А возвратясь домой и уже зайдя в парадную, он вздрогнул: ему показалось, что на лестничной площадке притаился Зеленский и ждет его. Он развернулся, вышел и двинулся обратно – в вибрирующее берлинское лето.
XII– Я звоню вам, хочу поговорить с вами, хочу предупредить вас, – говорил я в трубку и запинался, не зная, что дальше.
– Я удивлен. Зачем вы мне звоните? – едко отвечала трубка голосом писателя. – У нас с ней роман. Да, роман. Какое отношение это, прошу прощения, имеет к вам?
Я немел, не мог двинуться, потом просыпался, долго мылся, пытался смыть всю эту сонную дрянь. «Роман, – звучало в ушах невыразимо противно, вязко, клейко, – у нас с ней роман… » Я чистил зубы, маршировал по квартире, менял одежду – но гадость эту было не прогнать.
Осень приходила в город медленно. После жаркого лета, грозной возни, шума, криков, демонстраций Берлин затухал, как потухают, остывая, лампочки после поворота выключателя. Я снова доставал телефон, нажимал комбинацию кнопок, и снова слышал ясный, интимно-безразличный голос: «Der gewunschte Gesprachspartner ist zur Zeit nicht erreichbar»[47]. Она куда-то ушла, и свободный вечер в который раз был невыносим, обращаясь в медленную пытку.
Она теперь часто уходила вот так, не говоря, куда, и на мои звонки либо отвечала взвинченным голосом, что она у друзей на вечеринке, либо вообще не брала трубку. В те времена, когда я не знал ее (господи, когда это было?), я мог спокойно сидеть дома, гулять по Берлину, иногда навещать Харальда. Теперь ничего не хотелось. Я подумал, не позвонить ли Харальду, начал набирать его номер, остановился – пальцы больше не помнили, срывались куда-то, набирали ее.
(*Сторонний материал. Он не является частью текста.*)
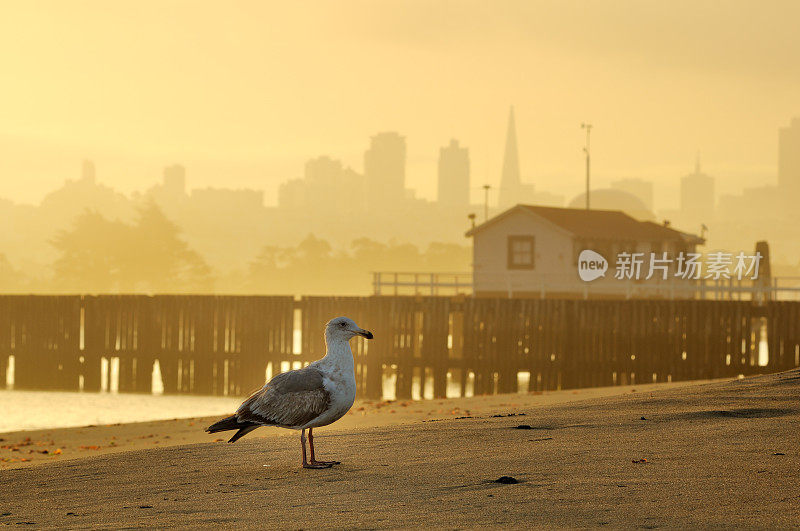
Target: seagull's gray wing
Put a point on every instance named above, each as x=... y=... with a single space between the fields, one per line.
x=290 y=399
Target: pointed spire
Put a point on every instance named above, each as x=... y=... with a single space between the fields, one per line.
x=510 y=179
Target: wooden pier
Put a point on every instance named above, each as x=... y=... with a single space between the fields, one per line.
x=223 y=345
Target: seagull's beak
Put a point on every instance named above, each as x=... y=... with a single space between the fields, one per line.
x=365 y=333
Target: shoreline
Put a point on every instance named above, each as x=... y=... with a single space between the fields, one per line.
x=24 y=448
x=721 y=454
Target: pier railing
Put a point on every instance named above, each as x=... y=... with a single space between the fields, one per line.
x=226 y=345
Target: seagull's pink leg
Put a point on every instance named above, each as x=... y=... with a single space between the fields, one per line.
x=312 y=464
x=311 y=445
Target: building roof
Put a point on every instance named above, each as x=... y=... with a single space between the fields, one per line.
x=597 y=224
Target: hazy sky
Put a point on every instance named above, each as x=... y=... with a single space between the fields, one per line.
x=242 y=93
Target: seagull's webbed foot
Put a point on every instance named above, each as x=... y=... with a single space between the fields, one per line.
x=317 y=464
x=329 y=463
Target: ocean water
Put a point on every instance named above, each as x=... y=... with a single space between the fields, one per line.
x=30 y=410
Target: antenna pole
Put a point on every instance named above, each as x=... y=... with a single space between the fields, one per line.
x=588 y=128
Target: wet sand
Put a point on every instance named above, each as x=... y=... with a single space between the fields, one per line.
x=32 y=447
x=722 y=454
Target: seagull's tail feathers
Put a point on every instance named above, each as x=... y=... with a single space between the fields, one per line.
x=233 y=423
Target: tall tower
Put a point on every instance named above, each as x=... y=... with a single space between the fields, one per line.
x=789 y=160
x=385 y=168
x=697 y=196
x=454 y=175
x=510 y=182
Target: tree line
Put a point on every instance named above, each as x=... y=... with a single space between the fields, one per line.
x=149 y=255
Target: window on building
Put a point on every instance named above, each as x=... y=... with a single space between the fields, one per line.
x=520 y=252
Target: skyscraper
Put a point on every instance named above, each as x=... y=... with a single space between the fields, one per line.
x=385 y=168
x=512 y=189
x=510 y=181
x=789 y=160
x=454 y=175
x=87 y=170
x=697 y=196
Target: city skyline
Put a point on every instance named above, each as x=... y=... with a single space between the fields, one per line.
x=430 y=71
x=272 y=193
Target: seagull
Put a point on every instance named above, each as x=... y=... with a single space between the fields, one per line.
x=316 y=395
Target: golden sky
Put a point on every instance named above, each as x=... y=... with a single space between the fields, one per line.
x=242 y=93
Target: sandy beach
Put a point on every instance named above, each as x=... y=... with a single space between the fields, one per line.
x=721 y=453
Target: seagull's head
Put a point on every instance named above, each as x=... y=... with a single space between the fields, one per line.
x=344 y=328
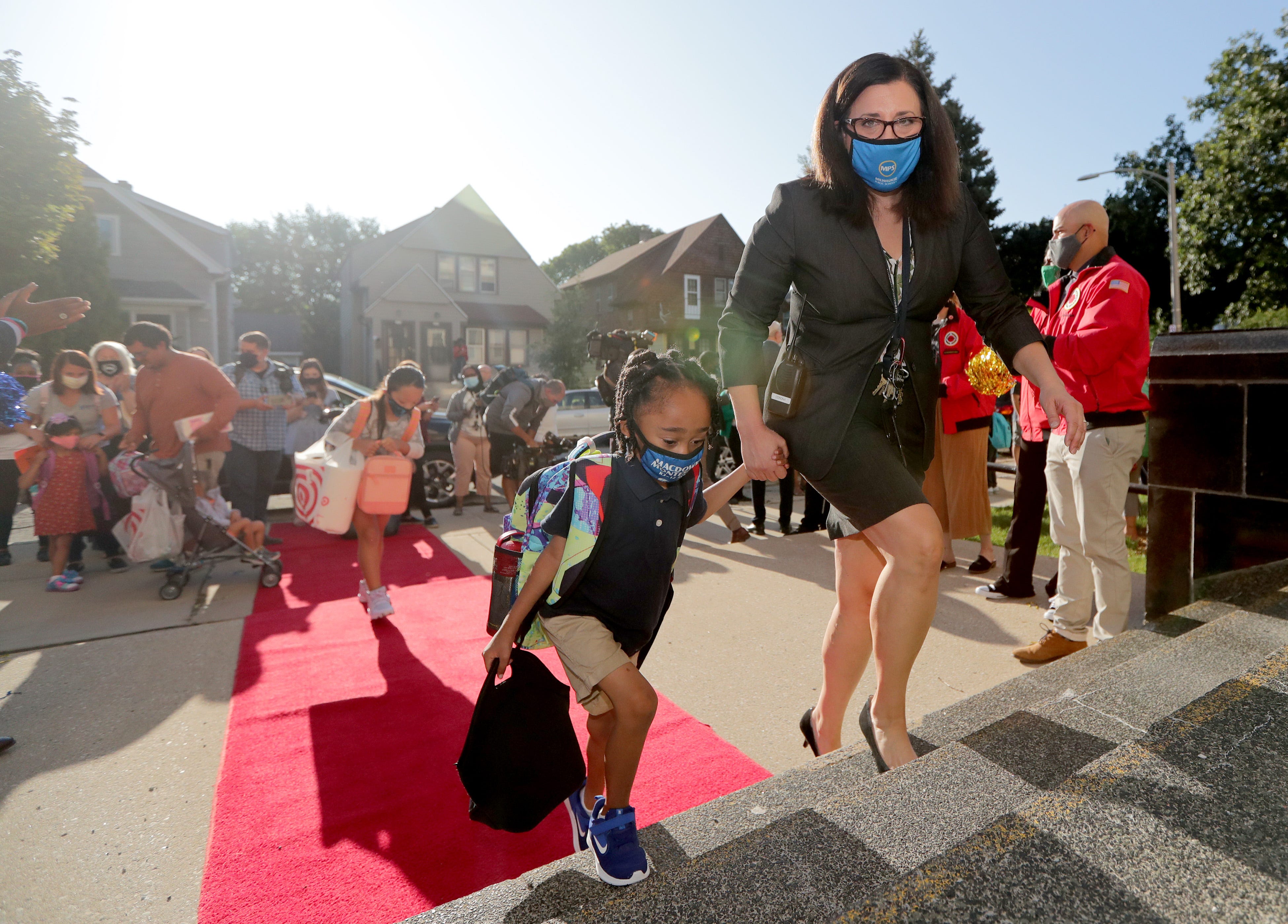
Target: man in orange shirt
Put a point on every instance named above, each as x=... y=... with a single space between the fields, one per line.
x=173 y=386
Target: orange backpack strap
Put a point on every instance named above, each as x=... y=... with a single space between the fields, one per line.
x=412 y=426
x=364 y=417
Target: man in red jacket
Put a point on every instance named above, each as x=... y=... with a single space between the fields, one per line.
x=1096 y=330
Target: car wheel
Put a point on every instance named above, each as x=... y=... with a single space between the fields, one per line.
x=440 y=476
x=726 y=463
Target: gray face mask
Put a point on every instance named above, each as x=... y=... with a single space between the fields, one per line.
x=1064 y=249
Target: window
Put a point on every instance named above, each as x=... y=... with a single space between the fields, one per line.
x=487 y=275
x=447 y=271
x=467 y=274
x=475 y=346
x=518 y=347
x=110 y=234
x=496 y=347
x=692 y=298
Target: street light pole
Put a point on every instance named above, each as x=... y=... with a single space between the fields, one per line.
x=1171 y=234
x=1169 y=182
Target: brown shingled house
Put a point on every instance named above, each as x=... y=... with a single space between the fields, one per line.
x=675 y=284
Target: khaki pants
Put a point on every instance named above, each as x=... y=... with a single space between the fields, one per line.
x=472 y=455
x=1088 y=490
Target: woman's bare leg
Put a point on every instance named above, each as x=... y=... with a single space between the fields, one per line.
x=903 y=607
x=848 y=641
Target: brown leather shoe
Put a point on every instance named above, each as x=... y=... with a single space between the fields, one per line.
x=1048 y=649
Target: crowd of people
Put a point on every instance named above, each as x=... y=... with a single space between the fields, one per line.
x=861 y=394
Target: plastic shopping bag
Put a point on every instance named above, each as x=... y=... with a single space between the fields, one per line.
x=151 y=530
x=342 y=474
x=521 y=757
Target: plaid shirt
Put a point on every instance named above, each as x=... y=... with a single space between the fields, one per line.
x=261 y=431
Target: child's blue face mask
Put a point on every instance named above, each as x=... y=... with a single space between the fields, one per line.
x=666 y=466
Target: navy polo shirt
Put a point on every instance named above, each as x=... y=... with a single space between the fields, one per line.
x=630 y=574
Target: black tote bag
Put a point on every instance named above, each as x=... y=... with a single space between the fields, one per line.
x=521 y=757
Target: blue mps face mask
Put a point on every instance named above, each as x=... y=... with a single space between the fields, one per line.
x=666 y=466
x=885 y=164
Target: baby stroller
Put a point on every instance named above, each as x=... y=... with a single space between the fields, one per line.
x=204 y=541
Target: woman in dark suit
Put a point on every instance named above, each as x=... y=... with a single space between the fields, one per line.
x=880 y=221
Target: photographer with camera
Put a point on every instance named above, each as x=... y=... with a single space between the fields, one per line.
x=513 y=421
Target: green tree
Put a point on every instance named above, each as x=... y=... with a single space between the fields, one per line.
x=1022 y=245
x=977 y=163
x=1234 y=216
x=292 y=265
x=576 y=257
x=563 y=352
x=48 y=235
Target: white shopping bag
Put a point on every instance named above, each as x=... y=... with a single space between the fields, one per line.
x=342 y=474
x=151 y=530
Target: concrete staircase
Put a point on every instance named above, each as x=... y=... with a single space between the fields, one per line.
x=1140 y=780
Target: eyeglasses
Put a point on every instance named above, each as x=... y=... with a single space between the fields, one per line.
x=909 y=127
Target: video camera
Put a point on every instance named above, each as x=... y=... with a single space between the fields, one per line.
x=618 y=344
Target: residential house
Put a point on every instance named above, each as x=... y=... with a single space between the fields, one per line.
x=675 y=284
x=454 y=274
x=167 y=266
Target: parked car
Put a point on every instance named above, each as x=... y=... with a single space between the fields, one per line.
x=583 y=413
x=436 y=466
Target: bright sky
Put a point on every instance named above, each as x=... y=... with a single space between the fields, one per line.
x=568 y=117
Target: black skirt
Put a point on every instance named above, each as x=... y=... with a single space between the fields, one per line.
x=876 y=472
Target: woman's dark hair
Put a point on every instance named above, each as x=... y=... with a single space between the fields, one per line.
x=73 y=357
x=647 y=378
x=933 y=191
x=64 y=427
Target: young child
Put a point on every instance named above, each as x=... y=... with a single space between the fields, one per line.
x=391 y=415
x=249 y=531
x=69 y=494
x=666 y=409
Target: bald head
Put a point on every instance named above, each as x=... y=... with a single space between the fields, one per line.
x=1089 y=221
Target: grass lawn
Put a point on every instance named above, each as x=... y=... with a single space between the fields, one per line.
x=1003 y=521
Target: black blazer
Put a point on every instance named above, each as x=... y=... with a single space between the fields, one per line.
x=840 y=270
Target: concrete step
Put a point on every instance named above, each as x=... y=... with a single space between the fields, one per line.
x=831 y=837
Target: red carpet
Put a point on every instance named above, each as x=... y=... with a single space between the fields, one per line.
x=338 y=797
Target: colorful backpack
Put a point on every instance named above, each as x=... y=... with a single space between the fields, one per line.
x=588 y=474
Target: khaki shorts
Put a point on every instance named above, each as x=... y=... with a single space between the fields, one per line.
x=589 y=654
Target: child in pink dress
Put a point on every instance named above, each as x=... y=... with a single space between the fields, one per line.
x=67 y=476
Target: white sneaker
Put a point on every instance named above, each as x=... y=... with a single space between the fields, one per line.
x=379 y=605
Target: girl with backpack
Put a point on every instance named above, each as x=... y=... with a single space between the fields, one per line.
x=67 y=475
x=612 y=530
x=387 y=423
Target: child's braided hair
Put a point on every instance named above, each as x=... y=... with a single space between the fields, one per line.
x=646 y=378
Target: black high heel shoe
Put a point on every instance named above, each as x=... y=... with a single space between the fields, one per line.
x=808 y=730
x=866 y=725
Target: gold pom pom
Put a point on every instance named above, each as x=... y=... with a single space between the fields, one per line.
x=988 y=374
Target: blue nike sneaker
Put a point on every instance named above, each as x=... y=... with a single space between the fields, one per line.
x=581 y=816
x=614 y=841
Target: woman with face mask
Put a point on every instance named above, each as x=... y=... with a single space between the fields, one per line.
x=306 y=423
x=391 y=410
x=115 y=370
x=74 y=390
x=468 y=437
x=871 y=243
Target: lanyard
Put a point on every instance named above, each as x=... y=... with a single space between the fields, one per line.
x=894 y=367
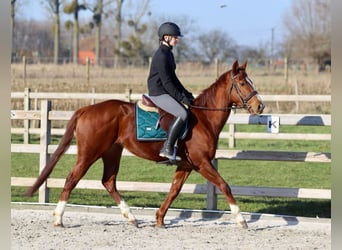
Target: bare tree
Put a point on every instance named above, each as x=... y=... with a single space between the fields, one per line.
x=53 y=6
x=12 y=24
x=309 y=30
x=73 y=8
x=118 y=31
x=216 y=44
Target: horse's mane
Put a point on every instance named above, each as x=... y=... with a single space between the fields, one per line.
x=207 y=96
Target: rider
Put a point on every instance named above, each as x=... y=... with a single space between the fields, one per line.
x=165 y=89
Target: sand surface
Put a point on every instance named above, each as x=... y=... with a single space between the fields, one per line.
x=105 y=228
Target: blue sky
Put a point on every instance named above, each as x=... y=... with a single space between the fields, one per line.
x=248 y=22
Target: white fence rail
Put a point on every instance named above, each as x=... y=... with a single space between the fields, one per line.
x=46 y=115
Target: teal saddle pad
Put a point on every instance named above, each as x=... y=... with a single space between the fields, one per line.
x=148 y=128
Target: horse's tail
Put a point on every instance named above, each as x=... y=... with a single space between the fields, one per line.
x=61 y=149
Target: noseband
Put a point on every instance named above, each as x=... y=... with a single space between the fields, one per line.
x=245 y=100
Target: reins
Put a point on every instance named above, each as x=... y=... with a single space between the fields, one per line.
x=233 y=107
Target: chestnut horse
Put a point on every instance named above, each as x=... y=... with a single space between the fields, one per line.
x=104 y=129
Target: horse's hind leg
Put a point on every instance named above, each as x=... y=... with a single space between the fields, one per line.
x=111 y=162
x=179 y=179
x=210 y=173
x=78 y=171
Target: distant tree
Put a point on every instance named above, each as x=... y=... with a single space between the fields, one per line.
x=34 y=39
x=118 y=31
x=73 y=8
x=53 y=6
x=97 y=22
x=216 y=44
x=308 y=25
x=13 y=24
x=133 y=47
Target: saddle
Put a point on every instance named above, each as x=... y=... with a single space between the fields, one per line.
x=153 y=122
x=165 y=118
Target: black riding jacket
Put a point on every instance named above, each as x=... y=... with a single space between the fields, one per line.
x=162 y=78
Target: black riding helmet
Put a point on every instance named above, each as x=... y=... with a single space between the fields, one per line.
x=170 y=29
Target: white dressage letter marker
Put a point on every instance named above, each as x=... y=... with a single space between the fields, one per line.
x=273 y=124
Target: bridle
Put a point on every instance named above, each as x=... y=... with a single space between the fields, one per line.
x=244 y=100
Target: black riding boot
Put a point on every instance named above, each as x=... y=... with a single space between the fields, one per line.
x=169 y=145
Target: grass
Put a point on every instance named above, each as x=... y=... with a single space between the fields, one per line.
x=71 y=78
x=236 y=172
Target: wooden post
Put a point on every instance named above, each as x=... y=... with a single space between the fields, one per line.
x=286 y=69
x=27 y=107
x=296 y=93
x=92 y=100
x=217 y=67
x=211 y=192
x=231 y=139
x=128 y=94
x=88 y=69
x=24 y=75
x=45 y=139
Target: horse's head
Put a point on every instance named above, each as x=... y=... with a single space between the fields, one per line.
x=242 y=90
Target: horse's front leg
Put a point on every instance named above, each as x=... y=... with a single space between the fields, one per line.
x=179 y=179
x=208 y=171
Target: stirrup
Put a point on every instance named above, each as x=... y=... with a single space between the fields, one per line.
x=171 y=157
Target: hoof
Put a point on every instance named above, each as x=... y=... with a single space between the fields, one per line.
x=242 y=224
x=58 y=224
x=160 y=226
x=133 y=223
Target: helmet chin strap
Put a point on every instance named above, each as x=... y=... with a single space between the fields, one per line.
x=167 y=41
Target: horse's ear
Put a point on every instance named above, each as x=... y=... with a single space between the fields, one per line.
x=244 y=66
x=235 y=67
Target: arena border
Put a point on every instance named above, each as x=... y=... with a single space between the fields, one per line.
x=172 y=212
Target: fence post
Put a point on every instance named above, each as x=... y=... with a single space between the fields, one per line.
x=211 y=192
x=128 y=95
x=88 y=69
x=45 y=139
x=231 y=134
x=26 y=121
x=24 y=64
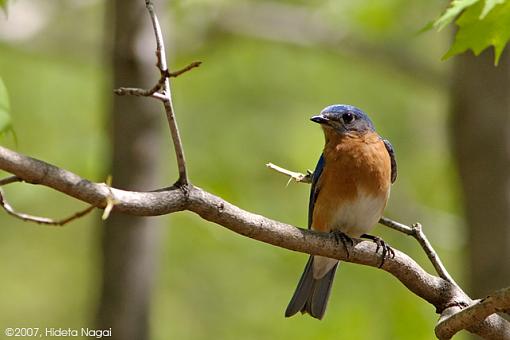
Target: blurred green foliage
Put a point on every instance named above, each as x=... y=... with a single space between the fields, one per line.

Я посидел с телефоном еще немного, послушал, как пищат клавиши, потом кинул его на кровать.
«Что ты делаешь, когда ты один?»
«Читаю… Курю… »
Читать я не мог – выложенных спичками книг никто пока не делает, как никто не делает HOrbucher – книги на компакт-дисках, с ее голосом. Или хотя бы с голосом моей матери.
Быстро, без удовольствия, я надел куртку и первые попавшиеся ботинки. Спустился вниз по лестнице, без интереса уловив вечернее копошение соседей, звук телевизоров, легкой музыки в музыкальных центрах, переставляемых тарелок. Попрошусь работать в «Невидимке» в две смены. Не буду спать, подумалось мне, и сразу какая-то внутренняя дрожь перечеркнула эту мысль. Все не так просто. Нет, не так…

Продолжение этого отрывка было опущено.